Anstieg der Angriffe und der Betroffenenzahlen: Rassismus häufigstes Motiv in Berlin
Insgesamt erfasste ReachOut im Jahr 2018 309 Angriffe; im Vorjahr waren es nur 267 gewesen. Mit der Zahl der Angriffe stieg auch die Zahl der Betroffenen von 374 auf 423, das ist ein Anstieg von fast 16%. Unter den Betroffenen sind 19 Kinder und 47 Jugendliche.
Über 50% der Angriffe sind rassistisch motiviert, mit 167 Taten ist Rassismus das häufigste Motiv in Berlin. Auch antisemitische Taten sind deutlich gestiegen, von 13 auf 44 Fälle im Jahre 2018, 63 Gewalttaten richteten sich gegen die sexuelle Orientierung oder Identität der Opfer. Auch Obdachlose sind zunehmend Opfer von Angriffen im öffentlichen Raum.

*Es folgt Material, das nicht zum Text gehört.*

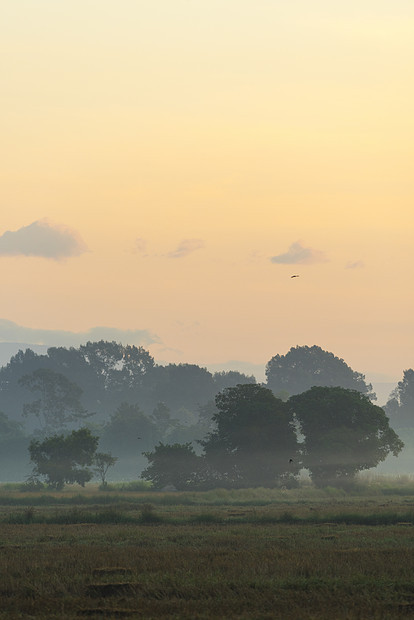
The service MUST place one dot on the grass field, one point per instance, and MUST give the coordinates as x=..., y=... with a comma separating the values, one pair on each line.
x=248, y=554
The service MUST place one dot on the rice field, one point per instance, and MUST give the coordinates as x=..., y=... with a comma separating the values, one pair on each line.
x=252, y=554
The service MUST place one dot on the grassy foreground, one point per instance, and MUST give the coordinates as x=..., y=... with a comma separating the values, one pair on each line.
x=253, y=554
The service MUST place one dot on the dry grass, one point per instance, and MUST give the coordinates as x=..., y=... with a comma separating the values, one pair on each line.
x=237, y=563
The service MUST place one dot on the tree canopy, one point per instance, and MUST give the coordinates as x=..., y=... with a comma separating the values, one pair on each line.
x=61, y=459
x=400, y=406
x=58, y=401
x=254, y=443
x=304, y=367
x=173, y=464
x=343, y=433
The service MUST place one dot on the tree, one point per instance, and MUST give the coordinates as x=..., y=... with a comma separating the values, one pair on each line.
x=118, y=367
x=173, y=464
x=400, y=406
x=102, y=462
x=164, y=423
x=303, y=367
x=255, y=442
x=13, y=448
x=61, y=459
x=127, y=429
x=344, y=433
x=230, y=378
x=59, y=399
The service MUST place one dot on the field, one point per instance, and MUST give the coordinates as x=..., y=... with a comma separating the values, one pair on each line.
x=248, y=554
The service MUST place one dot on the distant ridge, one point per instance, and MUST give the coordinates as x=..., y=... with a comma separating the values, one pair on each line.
x=8, y=349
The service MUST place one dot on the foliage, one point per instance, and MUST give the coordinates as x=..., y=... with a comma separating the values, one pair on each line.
x=304, y=367
x=400, y=406
x=102, y=461
x=344, y=433
x=61, y=459
x=173, y=464
x=255, y=441
x=59, y=399
x=230, y=378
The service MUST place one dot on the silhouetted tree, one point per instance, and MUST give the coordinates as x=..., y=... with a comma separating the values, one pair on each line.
x=58, y=402
x=128, y=430
x=173, y=464
x=255, y=442
x=304, y=367
x=344, y=433
x=102, y=461
x=61, y=459
x=400, y=406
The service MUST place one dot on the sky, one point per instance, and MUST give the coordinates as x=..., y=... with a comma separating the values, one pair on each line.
x=166, y=166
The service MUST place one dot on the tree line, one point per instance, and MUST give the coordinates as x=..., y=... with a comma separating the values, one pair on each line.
x=133, y=404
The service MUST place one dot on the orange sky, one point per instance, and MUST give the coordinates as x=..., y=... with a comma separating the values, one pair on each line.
x=179, y=145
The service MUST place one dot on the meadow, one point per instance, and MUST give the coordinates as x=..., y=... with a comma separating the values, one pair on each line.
x=246, y=554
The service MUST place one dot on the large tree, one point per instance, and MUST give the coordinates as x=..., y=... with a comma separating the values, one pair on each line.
x=129, y=429
x=400, y=406
x=61, y=459
x=254, y=443
x=173, y=464
x=304, y=367
x=58, y=403
x=344, y=433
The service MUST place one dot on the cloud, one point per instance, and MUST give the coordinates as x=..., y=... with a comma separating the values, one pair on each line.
x=187, y=246
x=359, y=264
x=42, y=239
x=297, y=254
x=12, y=332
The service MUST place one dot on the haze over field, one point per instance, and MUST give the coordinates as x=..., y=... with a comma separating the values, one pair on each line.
x=168, y=166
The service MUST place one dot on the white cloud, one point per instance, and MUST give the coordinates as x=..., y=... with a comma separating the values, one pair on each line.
x=359, y=264
x=297, y=254
x=185, y=247
x=43, y=239
x=12, y=332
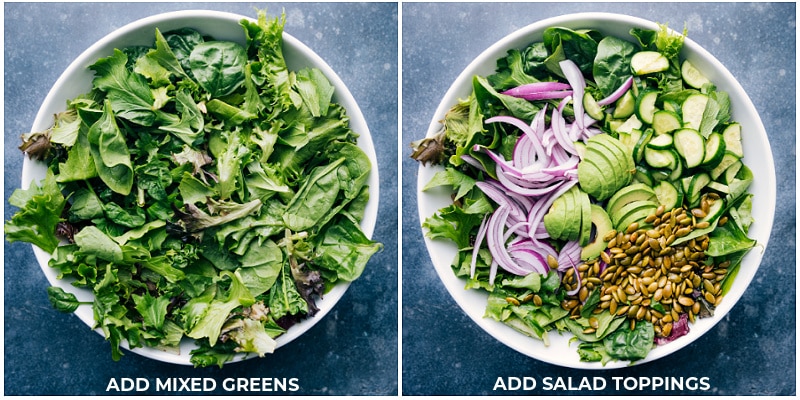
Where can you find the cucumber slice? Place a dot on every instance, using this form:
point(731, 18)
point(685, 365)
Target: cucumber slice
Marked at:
point(646, 106)
point(659, 158)
point(668, 195)
point(648, 62)
point(690, 146)
point(665, 122)
point(630, 124)
point(580, 149)
point(638, 150)
point(661, 142)
point(731, 172)
point(644, 176)
point(677, 170)
point(630, 139)
point(719, 187)
point(624, 106)
point(733, 139)
point(715, 150)
point(692, 76)
point(692, 110)
point(727, 160)
point(697, 183)
point(591, 107)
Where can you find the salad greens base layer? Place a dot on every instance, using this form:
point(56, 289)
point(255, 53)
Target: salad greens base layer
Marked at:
point(201, 189)
point(677, 163)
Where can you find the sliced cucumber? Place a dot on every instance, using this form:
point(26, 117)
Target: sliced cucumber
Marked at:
point(646, 106)
point(668, 195)
point(690, 145)
point(733, 139)
point(661, 142)
point(630, 124)
point(659, 158)
point(692, 110)
point(727, 160)
point(591, 107)
point(648, 62)
point(731, 172)
point(715, 150)
point(696, 185)
point(692, 76)
point(719, 187)
point(665, 122)
point(715, 210)
point(580, 149)
point(638, 149)
point(677, 170)
point(624, 106)
point(644, 176)
point(629, 139)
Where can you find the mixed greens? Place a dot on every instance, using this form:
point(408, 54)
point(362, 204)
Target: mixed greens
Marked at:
point(573, 141)
point(201, 189)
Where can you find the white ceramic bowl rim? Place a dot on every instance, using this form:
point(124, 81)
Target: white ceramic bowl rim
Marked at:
point(76, 80)
point(561, 352)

„Auffällig ist der Anstieg der rassistisch motivierten Taten. Ganz offensichtlich fühlen sich die Täter*innen durch rassistisch geprägte Diskurse von Politiker*innen rechtspopulistischer aber auch anderer Parteien ermutigt, zuzuschlagen.“ Sabine Seyb, ReachOut
Als Angriffe definiert ReachOut nicht nur körperliche Angriffe nach StGB. “Auch eine massive Sachbeschädigung oder Bedrohung kann als Angriff gewertet werden,“ so Sabine Sayb von Reachout. Angriffe sind häufig unvermittelt und nicht vorbereitet, sondern geschehen spontan im öffentlichen Raum. Ihre Zahlen erhält ReachOut durch tägliche Recherche: Medienmeldungen, Meldungen der Polizei, Informationen der bezirklichen Gruppen und Projekten (zB. Register Berlin), von Betroffenen oder Zeug*innen. Es gehe dabei jedoch nicht in erster Linie um Dokumentation, sondern um das Erreichen und die Unterstützung der Betroffenen.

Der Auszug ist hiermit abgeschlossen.